U.S. Mexican Border Wall
U.S. Mexican Border Wall. Representational Image. Creative Commons

Donald Trump's anti-immigrant rhetoric is seemingly resonating beyond his hard base and appealing to some Democrats and demographics that previously disagreed with it, a new poll by AP-NORC shows.

The outlet argues this is the case because roughly two-thirds of respondents said they disapprove of Biden's handling of the border situation. This includes about 40% of Democrats and almost three quarters of Latinos (73%). Moreover, 45% said the situation is a crisis, while 32% called it a major problem.

To illustrate the shift, AP quotes Gracie Martinez, a Latina from Eagle Pass who once voted for Obama and calls herself a Democrat, but says her support has shifted to Trump as a result of the border issue.

"It's tons and tons of people and they're giving them medical and money, phones," she said, adding that those who immigrated legally were not treated as well as newly-arrivals are. Another person, Priscilla Hesles, called the situation "almost an overtaking" that had changed the town.

The survey also showed that over half of respondents ranked immigration as an "extremely or very important issue to them personally, including 75% of Republicans, 52% of independents and 46% of Democrats." However, figures showed more people considered issues like the economy, healthcare, crime or gun policies as more important. It was tied in terms of importance with abortion. For Democrats, it was the lowest ranked priority.

Asked whether immigrants had a major impact on the country in the past five years, a majority of respondents (62%) said this was the case. Most Republicans (75%) gave this response, compared to 54% of Democrats and 56% of independents.

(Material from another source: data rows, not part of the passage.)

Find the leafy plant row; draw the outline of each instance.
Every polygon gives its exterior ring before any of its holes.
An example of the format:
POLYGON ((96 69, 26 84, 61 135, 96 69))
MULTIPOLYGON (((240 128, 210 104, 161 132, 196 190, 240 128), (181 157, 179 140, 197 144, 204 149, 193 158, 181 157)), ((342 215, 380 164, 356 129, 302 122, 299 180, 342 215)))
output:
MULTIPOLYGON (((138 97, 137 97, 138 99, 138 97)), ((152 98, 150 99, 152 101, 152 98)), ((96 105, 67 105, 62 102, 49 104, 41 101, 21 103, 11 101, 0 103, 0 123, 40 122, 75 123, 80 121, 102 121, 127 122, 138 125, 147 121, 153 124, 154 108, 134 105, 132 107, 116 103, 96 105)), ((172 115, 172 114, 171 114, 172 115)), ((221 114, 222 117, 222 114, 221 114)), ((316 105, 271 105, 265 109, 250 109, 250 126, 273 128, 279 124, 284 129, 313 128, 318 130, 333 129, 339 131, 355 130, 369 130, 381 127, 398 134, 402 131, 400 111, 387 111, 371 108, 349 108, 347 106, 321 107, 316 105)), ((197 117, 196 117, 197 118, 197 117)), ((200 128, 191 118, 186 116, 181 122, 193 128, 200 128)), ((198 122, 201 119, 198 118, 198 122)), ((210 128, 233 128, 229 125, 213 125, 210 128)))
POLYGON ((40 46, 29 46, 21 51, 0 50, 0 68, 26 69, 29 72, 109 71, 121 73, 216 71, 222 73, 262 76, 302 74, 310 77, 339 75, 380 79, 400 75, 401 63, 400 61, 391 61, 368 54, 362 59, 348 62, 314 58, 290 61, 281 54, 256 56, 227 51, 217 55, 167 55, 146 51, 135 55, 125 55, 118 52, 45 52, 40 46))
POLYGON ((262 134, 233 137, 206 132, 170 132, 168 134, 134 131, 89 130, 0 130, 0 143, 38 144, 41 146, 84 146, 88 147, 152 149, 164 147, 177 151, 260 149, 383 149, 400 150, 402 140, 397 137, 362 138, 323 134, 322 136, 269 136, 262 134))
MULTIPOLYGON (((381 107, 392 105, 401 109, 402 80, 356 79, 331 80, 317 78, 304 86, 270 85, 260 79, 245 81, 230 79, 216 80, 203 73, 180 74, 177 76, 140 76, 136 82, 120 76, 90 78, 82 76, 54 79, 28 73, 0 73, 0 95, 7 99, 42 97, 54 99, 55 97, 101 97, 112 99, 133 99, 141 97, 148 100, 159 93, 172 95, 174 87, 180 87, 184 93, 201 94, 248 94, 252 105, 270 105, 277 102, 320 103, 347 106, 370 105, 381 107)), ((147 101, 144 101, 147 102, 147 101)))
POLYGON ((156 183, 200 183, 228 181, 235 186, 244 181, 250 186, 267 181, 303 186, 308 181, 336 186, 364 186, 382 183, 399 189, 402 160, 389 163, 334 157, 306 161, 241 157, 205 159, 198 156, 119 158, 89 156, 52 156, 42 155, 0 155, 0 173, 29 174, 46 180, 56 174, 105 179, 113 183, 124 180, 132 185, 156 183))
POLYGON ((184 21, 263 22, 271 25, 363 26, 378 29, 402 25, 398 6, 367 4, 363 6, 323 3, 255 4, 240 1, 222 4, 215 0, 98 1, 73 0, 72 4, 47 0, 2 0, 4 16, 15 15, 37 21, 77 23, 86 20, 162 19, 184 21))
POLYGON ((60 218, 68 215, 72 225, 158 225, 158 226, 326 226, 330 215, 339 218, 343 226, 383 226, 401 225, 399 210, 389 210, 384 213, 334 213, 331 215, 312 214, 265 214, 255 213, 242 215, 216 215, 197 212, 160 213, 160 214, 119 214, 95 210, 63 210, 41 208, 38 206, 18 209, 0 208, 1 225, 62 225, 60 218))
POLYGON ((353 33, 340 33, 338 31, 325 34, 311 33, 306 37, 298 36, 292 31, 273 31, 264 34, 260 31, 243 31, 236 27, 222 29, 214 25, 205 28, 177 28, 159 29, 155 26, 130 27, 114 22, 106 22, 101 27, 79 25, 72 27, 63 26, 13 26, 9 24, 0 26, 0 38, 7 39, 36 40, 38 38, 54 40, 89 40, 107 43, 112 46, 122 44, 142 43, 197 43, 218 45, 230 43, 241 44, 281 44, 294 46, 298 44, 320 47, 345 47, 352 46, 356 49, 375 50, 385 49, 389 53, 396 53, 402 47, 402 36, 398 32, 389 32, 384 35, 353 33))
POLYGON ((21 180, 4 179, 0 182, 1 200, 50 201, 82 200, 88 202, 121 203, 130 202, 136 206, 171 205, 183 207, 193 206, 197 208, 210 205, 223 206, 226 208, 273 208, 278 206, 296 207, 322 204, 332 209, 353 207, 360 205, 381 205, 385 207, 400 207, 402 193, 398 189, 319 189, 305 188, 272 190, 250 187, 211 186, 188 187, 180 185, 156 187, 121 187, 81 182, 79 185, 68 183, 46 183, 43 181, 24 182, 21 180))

Former US President Donald Trump walks to the courtroom after speaking to the press at Manhattan Criminal Court in New York City on February 15, 2024

Axios reported that the Biden administration is still considering a series of executive actions to stem the flow of people unlawfully entering the country.

Some analysts had considered the possibility that Biden could make such announcements at this month's State of the Union address, although that did not end up happening.

However, the outlet cited administration officials saying that didn't mean the measures were no longer in consideration, and that they could be implemented this year.

Although migratory flows were reduced in January and February (it decreased by 50% in the first month of the year compared to December 2023 and only ticked up the following month), they tend to increase in spring and summer, something that could potentially increase pressure on the Biden administration to crack down.

Among the measures considered: a sweeping presidential authority that allows him to "suspend the entry" of foreigners when it is determined that their arrival is not in the best interest of the country; and the ability to turn asylum seekers away if they cross illegally. Making it harder for asylum-seekers to pass the first interview to determine whether they can stay in the country is also under review.